Verdadero Dios, verdadero hombre
(Lucas 24, 35-48) A sus
discípulos, “sobrecogidos de miedo”, Jesús les hace constatar las llagas
causadas por la crucifixión y les pide de comer. ¡Realismo de la encarnación!
Después, solamente después, “les abrió la inteligencia para comprender las
Escrituras”. Tras haber vencido la muerte, Jesús revela una humanidad
atravesada por la vida que brota de la Resurrección. Desde ahora, los suyos
serán los testigos privilegiados de su identidad pascual: verdadero Dios y
verdaderamente hombre.
Bénédicte de la Croix, cistercienne
Primera lectura
Hch
3, 11-26
Mataron al autor de la vida, pero Dios lo
resucitó de entre los muertos
Lectura del libro de los Hechos de los Apóstoles.
EN aquellos días, mientras el paralítico curado seguía aún con Pedro y Juan,
todo el pueblo, asombrado, acudió corriendo al pórtico llamado de Salomón,
donde estaban ellos. Al verlo, Pedro dirigió la palabra a la gente:
«Israelitas, ¿por qué se admiran de esto? ¿Por qué nos miran como si hubiéramos
hecho andar a este con nuestro propio poder o virtud? El Dios de Abrahán, de
Isaac y de Jacob, el Dios de nuestros padres, ha glorificado a su siervo Jesús,
al que ustedes entregaron y de quien renegaron ante Pilato, cuando había
decidido soltarlo.
Ustedes renegaron del Santo y del Justo, y pidieron el indulto de un asesino;
mataron al autor de la vida, pero Dios lo resucitó de entre los muertos, y
nosotros somos testigos de ello.
Por la fe en su nombre, este, que ven aquí y que conocen, ha recobrado el vigor
por medio de su nombre; la fe que viene por medio de él le ha restituido
completamente la salud, a la vista de todos ustedes.
Ahora bien, hermanos, sé que lo hicieron por ignorancia, al igual que sus
autoridades; pero Dios cumplió de esta manera lo que había predicho por los
profetas, que su Mesías tenía que padecer.
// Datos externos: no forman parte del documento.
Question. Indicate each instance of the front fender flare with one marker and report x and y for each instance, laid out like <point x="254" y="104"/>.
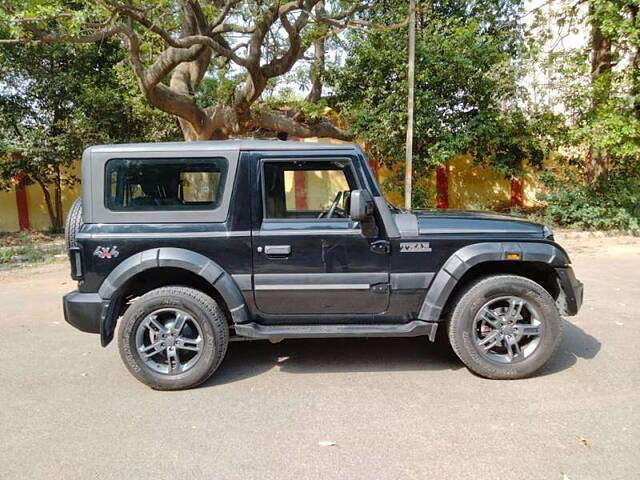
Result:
<point x="465" y="258"/>
<point x="176" y="258"/>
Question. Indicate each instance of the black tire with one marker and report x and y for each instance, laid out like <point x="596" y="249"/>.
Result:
<point x="462" y="326"/>
<point x="74" y="222"/>
<point x="202" y="309"/>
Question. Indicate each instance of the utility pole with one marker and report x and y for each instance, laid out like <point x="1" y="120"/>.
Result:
<point x="410" y="81"/>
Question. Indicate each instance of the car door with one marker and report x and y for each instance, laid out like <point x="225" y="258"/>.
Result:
<point x="309" y="257"/>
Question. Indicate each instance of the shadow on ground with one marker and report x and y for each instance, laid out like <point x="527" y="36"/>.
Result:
<point x="251" y="358"/>
<point x="576" y="343"/>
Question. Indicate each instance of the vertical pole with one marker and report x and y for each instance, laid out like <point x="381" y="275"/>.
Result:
<point x="410" y="80"/>
<point x="516" y="192"/>
<point x="442" y="186"/>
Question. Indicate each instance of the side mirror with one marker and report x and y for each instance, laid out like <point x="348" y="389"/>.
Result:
<point x="361" y="205"/>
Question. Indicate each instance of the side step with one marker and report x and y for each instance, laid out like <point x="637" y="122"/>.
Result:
<point x="414" y="328"/>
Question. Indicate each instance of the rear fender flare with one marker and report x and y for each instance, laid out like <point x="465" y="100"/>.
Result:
<point x="462" y="260"/>
<point x="111" y="288"/>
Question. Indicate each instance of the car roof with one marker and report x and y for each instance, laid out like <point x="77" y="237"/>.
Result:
<point x="215" y="145"/>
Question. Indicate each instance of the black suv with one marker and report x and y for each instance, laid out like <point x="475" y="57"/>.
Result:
<point x="188" y="245"/>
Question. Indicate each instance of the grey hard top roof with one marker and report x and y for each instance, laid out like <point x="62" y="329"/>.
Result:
<point x="215" y="145"/>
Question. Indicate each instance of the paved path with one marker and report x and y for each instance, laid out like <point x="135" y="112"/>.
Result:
<point x="396" y="408"/>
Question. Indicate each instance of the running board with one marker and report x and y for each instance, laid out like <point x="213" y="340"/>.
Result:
<point x="414" y="328"/>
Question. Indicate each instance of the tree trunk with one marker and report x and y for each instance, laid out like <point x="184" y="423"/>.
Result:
<point x="59" y="213"/>
<point x="48" y="202"/>
<point x="596" y="162"/>
<point x="317" y="69"/>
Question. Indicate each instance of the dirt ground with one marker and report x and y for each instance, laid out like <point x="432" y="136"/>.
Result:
<point x="395" y="408"/>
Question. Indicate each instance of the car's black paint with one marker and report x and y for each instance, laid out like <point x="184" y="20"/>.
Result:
<point x="331" y="276"/>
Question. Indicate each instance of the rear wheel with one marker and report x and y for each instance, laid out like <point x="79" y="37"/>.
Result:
<point x="173" y="338"/>
<point x="505" y="327"/>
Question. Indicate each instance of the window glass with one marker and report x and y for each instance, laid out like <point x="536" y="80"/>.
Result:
<point x="308" y="189"/>
<point x="164" y="184"/>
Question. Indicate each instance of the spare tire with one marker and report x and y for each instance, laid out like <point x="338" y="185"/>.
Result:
<point x="74" y="222"/>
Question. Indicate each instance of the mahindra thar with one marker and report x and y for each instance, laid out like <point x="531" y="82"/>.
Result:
<point x="188" y="246"/>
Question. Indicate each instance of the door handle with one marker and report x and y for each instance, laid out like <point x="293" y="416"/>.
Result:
<point x="277" y="250"/>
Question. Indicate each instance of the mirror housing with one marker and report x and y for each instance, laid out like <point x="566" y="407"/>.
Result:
<point x="361" y="205"/>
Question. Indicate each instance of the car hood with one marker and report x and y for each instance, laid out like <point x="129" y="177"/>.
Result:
<point x="473" y="222"/>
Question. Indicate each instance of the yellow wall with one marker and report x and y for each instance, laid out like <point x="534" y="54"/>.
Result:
<point x="475" y="187"/>
<point x="38" y="216"/>
<point x="8" y="211"/>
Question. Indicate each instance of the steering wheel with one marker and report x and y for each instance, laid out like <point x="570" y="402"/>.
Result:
<point x="334" y="206"/>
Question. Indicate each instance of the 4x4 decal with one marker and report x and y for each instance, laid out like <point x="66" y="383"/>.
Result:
<point x="106" y="252"/>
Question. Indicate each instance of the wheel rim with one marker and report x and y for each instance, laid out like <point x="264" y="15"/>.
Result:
<point x="507" y="329"/>
<point x="169" y="341"/>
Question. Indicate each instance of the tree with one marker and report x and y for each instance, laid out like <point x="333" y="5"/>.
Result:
<point x="56" y="99"/>
<point x="594" y="85"/>
<point x="178" y="49"/>
<point x="466" y="94"/>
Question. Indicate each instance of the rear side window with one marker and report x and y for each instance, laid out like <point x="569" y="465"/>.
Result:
<point x="164" y="184"/>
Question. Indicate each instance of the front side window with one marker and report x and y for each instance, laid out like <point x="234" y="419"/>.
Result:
<point x="307" y="189"/>
<point x="164" y="184"/>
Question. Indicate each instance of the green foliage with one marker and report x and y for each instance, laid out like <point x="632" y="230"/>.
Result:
<point x="612" y="204"/>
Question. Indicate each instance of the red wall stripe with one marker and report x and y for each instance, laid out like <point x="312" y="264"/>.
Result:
<point x="442" y="186"/>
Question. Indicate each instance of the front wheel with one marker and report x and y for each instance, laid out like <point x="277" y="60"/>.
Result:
<point x="505" y="327"/>
<point x="173" y="338"/>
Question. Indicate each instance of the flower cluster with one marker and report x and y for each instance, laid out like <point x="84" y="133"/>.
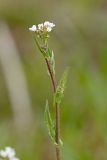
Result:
<point x="43" y="27"/>
<point x="8" y="153"/>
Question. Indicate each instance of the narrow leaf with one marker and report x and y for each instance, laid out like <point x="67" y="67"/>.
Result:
<point x="49" y="123"/>
<point x="60" y="88"/>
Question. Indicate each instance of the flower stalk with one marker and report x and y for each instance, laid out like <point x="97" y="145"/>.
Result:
<point x="41" y="36"/>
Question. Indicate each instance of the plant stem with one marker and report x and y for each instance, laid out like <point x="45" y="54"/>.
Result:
<point x="57" y="111"/>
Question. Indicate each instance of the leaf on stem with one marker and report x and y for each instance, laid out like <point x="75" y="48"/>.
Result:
<point x="49" y="122"/>
<point x="60" y="88"/>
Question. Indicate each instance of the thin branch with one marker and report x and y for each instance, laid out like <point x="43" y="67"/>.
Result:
<point x="57" y="111"/>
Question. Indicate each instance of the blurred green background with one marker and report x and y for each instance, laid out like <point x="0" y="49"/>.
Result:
<point x="79" y="40"/>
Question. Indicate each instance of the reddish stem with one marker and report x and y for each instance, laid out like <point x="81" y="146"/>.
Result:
<point x="57" y="111"/>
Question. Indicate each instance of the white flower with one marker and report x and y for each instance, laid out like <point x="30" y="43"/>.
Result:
<point x="48" y="26"/>
<point x="3" y="154"/>
<point x="40" y="27"/>
<point x="44" y="27"/>
<point x="8" y="153"/>
<point x="33" y="28"/>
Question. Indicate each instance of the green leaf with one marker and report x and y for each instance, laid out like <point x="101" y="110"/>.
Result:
<point x="60" y="88"/>
<point x="51" y="59"/>
<point x="49" y="123"/>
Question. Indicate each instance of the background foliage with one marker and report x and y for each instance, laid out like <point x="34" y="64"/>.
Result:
<point x="79" y="40"/>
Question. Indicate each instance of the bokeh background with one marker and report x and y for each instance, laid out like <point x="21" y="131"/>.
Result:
<point x="79" y="40"/>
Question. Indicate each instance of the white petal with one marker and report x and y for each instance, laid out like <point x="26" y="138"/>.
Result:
<point x="33" y="28"/>
<point x="10" y="152"/>
<point x="3" y="154"/>
<point x="40" y="26"/>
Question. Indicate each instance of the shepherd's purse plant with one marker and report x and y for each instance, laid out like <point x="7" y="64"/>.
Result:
<point x="41" y="37"/>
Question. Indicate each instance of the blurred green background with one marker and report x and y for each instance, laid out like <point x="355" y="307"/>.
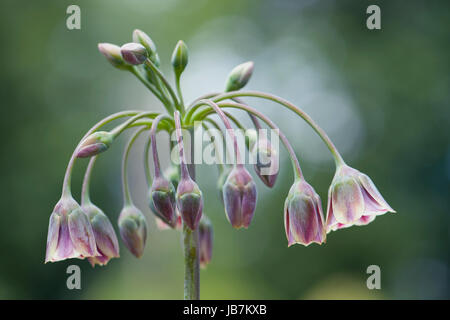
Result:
<point x="383" y="97"/>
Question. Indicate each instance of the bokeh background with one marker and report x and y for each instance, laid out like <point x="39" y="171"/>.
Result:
<point x="383" y="97"/>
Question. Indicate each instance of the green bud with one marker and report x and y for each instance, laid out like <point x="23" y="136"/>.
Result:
<point x="179" y="58"/>
<point x="239" y="76"/>
<point x="141" y="37"/>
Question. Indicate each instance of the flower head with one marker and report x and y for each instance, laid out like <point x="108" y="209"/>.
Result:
<point x="163" y="200"/>
<point x="266" y="165"/>
<point x="239" y="195"/>
<point x="189" y="202"/>
<point x="353" y="199"/>
<point x="94" y="144"/>
<point x="70" y="234"/>
<point x="303" y="218"/>
<point x="205" y="240"/>
<point x="113" y="55"/>
<point x="105" y="237"/>
<point x="133" y="229"/>
<point x="134" y="53"/>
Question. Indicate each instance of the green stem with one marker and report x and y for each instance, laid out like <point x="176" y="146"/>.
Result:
<point x="153" y="89"/>
<point x="336" y="155"/>
<point x="66" y="189"/>
<point x="166" y="83"/>
<point x="126" y="188"/>
<point x="85" y="197"/>
<point x="294" y="159"/>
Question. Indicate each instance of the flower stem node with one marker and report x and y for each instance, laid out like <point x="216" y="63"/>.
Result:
<point x="113" y="55"/>
<point x="239" y="76"/>
<point x="205" y="238"/>
<point x="105" y="237"/>
<point x="189" y="202"/>
<point x="303" y="217"/>
<point x="134" y="53"/>
<point x="133" y="229"/>
<point x="353" y="199"/>
<point x="239" y="194"/>
<point x="179" y="58"/>
<point x="163" y="200"/>
<point x="70" y="233"/>
<point x="94" y="144"/>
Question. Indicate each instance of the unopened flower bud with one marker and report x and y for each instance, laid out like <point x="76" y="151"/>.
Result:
<point x="163" y="197"/>
<point x="173" y="175"/>
<point x="205" y="240"/>
<point x="189" y="202"/>
<point x="239" y="194"/>
<point x="303" y="218"/>
<point x="353" y="199"/>
<point x="133" y="229"/>
<point x="266" y="166"/>
<point x="179" y="58"/>
<point x="141" y="37"/>
<point x="94" y="144"/>
<point x="134" y="53"/>
<point x="113" y="55"/>
<point x="105" y="237"/>
<point x="70" y="234"/>
<point x="239" y="76"/>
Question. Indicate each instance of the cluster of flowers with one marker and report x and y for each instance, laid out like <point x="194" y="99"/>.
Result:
<point x="84" y="231"/>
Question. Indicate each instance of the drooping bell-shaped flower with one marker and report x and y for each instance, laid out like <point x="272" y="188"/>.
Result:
<point x="303" y="217"/>
<point x="205" y="241"/>
<point x="105" y="237"/>
<point x="70" y="233"/>
<point x="113" y="55"/>
<point x="134" y="53"/>
<point x="94" y="144"/>
<point x="239" y="76"/>
<point x="163" y="200"/>
<point x="353" y="199"/>
<point x="189" y="202"/>
<point x="266" y="166"/>
<point x="133" y="229"/>
<point x="239" y="195"/>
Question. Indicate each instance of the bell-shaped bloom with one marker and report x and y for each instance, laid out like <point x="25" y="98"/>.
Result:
<point x="205" y="241"/>
<point x="303" y="217"/>
<point x="105" y="237"/>
<point x="70" y="233"/>
<point x="94" y="144"/>
<point x="189" y="202"/>
<point x="266" y="166"/>
<point x="162" y="198"/>
<point x="239" y="76"/>
<point x="353" y="199"/>
<point x="133" y="229"/>
<point x="113" y="55"/>
<point x="239" y="195"/>
<point x="134" y="53"/>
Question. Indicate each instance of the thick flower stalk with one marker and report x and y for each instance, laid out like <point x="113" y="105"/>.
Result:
<point x="174" y="197"/>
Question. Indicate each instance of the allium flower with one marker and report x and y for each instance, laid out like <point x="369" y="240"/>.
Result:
<point x="353" y="199"/>
<point x="70" y="234"/>
<point x="266" y="160"/>
<point x="205" y="241"/>
<point x="94" y="144"/>
<point x="163" y="200"/>
<point x="134" y="53"/>
<point x="189" y="202"/>
<point x="133" y="229"/>
<point x="239" y="194"/>
<point x="303" y="217"/>
<point x="105" y="237"/>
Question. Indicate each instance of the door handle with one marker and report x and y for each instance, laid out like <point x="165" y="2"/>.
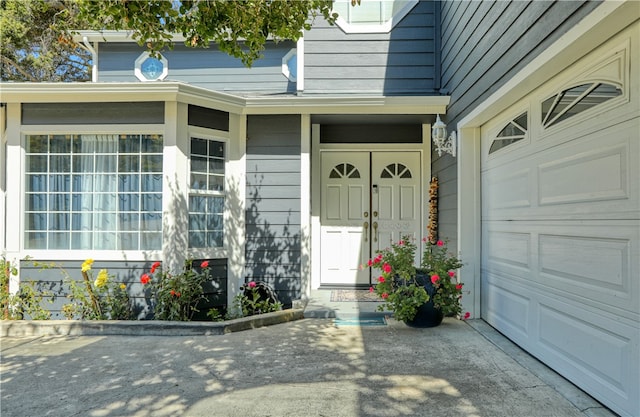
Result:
<point x="366" y="229"/>
<point x="375" y="231"/>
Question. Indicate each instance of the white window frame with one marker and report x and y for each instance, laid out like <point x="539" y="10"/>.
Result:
<point x="138" y="67"/>
<point x="220" y="136"/>
<point x="75" y="254"/>
<point x="384" y="27"/>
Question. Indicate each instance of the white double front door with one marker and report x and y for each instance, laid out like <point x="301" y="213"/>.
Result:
<point x="368" y="200"/>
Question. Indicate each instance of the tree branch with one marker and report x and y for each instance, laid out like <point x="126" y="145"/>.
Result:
<point x="18" y="68"/>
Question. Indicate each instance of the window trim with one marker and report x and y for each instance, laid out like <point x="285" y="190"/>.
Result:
<point x="385" y="27"/>
<point x="138" y="67"/>
<point x="221" y="136"/>
<point x="68" y="253"/>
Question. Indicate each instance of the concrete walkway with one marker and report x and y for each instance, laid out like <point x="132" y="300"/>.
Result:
<point x="304" y="367"/>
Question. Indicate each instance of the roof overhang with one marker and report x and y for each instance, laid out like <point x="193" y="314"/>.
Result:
<point x="181" y="92"/>
<point x="113" y="36"/>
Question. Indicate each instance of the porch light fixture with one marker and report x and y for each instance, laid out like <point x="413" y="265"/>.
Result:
<point x="444" y="143"/>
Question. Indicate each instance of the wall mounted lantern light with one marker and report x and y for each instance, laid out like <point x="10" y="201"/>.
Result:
<point x="444" y="143"/>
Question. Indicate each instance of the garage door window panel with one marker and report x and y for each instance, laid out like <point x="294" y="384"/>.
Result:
<point x="573" y="101"/>
<point x="514" y="131"/>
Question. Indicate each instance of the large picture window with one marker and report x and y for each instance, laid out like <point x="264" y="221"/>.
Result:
<point x="93" y="192"/>
<point x="207" y="194"/>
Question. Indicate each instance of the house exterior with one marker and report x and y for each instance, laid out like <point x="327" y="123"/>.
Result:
<point x="296" y="171"/>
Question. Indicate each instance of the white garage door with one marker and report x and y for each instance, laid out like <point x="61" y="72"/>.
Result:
<point x="561" y="223"/>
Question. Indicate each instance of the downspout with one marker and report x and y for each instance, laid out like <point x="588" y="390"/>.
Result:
<point x="94" y="58"/>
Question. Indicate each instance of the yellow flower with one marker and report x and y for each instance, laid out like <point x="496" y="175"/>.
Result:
<point x="86" y="265"/>
<point x="102" y="278"/>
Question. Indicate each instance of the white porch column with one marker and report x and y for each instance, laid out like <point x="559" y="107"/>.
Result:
<point x="469" y="212"/>
<point x="175" y="194"/>
<point x="305" y="204"/>
<point x="235" y="211"/>
<point x="13" y="204"/>
<point x="3" y="177"/>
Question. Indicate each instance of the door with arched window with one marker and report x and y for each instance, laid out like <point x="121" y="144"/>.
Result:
<point x="368" y="200"/>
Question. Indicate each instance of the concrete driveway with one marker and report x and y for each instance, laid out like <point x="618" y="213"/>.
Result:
<point x="308" y="367"/>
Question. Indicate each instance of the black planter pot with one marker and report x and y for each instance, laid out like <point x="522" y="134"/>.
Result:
<point x="427" y="315"/>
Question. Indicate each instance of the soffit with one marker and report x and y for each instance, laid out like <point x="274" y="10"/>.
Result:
<point x="335" y="105"/>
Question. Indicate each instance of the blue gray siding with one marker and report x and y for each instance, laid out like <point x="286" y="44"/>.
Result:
<point x="484" y="44"/>
<point x="402" y="62"/>
<point x="207" y="68"/>
<point x="273" y="204"/>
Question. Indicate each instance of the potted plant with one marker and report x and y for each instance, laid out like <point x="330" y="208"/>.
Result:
<point x="422" y="296"/>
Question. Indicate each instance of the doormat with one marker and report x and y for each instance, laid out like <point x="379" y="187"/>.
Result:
<point x="354" y="295"/>
<point x="361" y="321"/>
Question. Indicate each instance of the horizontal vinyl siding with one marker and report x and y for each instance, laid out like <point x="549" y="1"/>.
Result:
<point x="273" y="204"/>
<point x="484" y="44"/>
<point x="401" y="62"/>
<point x="52" y="281"/>
<point x="207" y="68"/>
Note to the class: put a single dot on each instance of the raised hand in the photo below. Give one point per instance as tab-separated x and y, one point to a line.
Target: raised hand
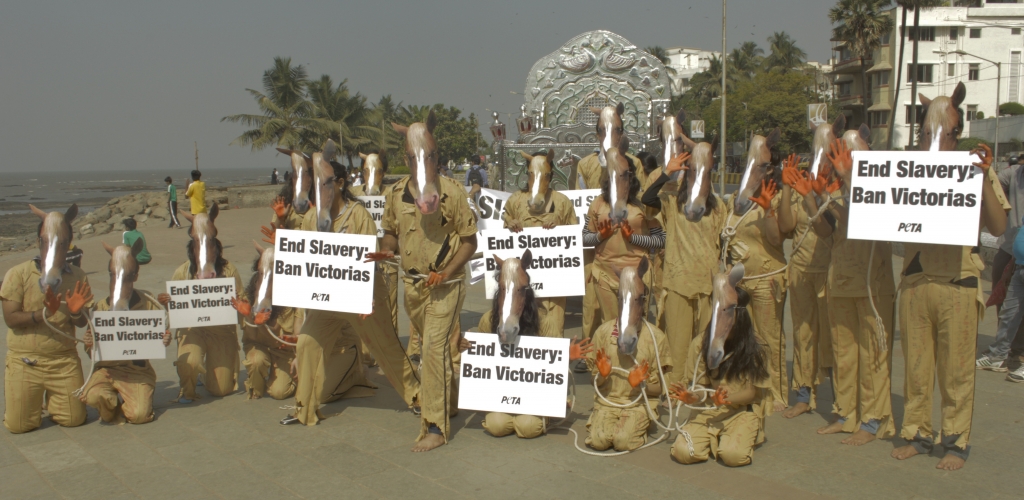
603	364
768	191
280	207
580	349
77	299
721	397
639	373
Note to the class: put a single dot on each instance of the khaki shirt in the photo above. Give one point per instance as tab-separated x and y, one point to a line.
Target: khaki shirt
22	285
849	262
615	252
616	386
561	213
814	253
427	243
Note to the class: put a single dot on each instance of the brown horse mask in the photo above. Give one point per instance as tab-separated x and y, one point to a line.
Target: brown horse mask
540	180
609	129
759	158
302	178
421	156
511	299
374	166
206	250
124	272
724	302
942	121
632	293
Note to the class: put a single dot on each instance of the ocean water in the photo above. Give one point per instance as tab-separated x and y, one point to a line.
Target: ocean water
93	189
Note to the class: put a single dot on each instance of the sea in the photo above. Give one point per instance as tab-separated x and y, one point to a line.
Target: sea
93	189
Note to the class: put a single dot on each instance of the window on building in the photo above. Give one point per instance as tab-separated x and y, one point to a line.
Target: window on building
924	73
972	113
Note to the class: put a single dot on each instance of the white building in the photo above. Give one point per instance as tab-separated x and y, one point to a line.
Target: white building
953	45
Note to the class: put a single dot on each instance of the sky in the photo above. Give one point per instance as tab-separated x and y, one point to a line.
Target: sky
121	85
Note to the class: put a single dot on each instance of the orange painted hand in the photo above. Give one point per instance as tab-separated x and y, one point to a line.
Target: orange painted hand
242	305
280	207
768	192
77	299
679	391
378	256
51	301
580	349
678	163
603	364
841	159
639	373
721	397
985	154
435	279
269	233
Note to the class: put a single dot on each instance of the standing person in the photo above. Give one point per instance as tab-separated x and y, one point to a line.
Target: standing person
197	194
43	299
427	218
172	203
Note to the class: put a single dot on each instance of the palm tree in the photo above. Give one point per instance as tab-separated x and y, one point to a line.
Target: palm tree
784	52
862	25
285	116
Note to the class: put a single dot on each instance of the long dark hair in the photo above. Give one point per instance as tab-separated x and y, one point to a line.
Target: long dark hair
744	357
529	320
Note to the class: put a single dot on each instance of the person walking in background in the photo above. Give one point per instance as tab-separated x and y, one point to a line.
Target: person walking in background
131	236
172	203
197	194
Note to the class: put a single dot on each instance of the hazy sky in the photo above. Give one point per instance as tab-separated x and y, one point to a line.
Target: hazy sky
95	85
Por tanto, arrepiéntanse y conviértanse, para que se borren sus pecados; para
que vengan tiempos de consuelo de parte de Dios, y envíe a Jesús, el Mesías que
les estaba destinado, al que debe recibir el cielo hasta el tiempo de la
restauración universal, de la que Dios habló desde antiguo
por boca de sus santos profetas.
Moisés dijo: “El Señor Dios de ustedes hará surgir de entre sus hermanos un
profeta como yo: escuchen todo lo que les diga; y quien no escuche a ese
profeta será excluido del pueblo”. Y, desde Samuel en adelante, todos los
profetas que hablaron anunciaron también estos días.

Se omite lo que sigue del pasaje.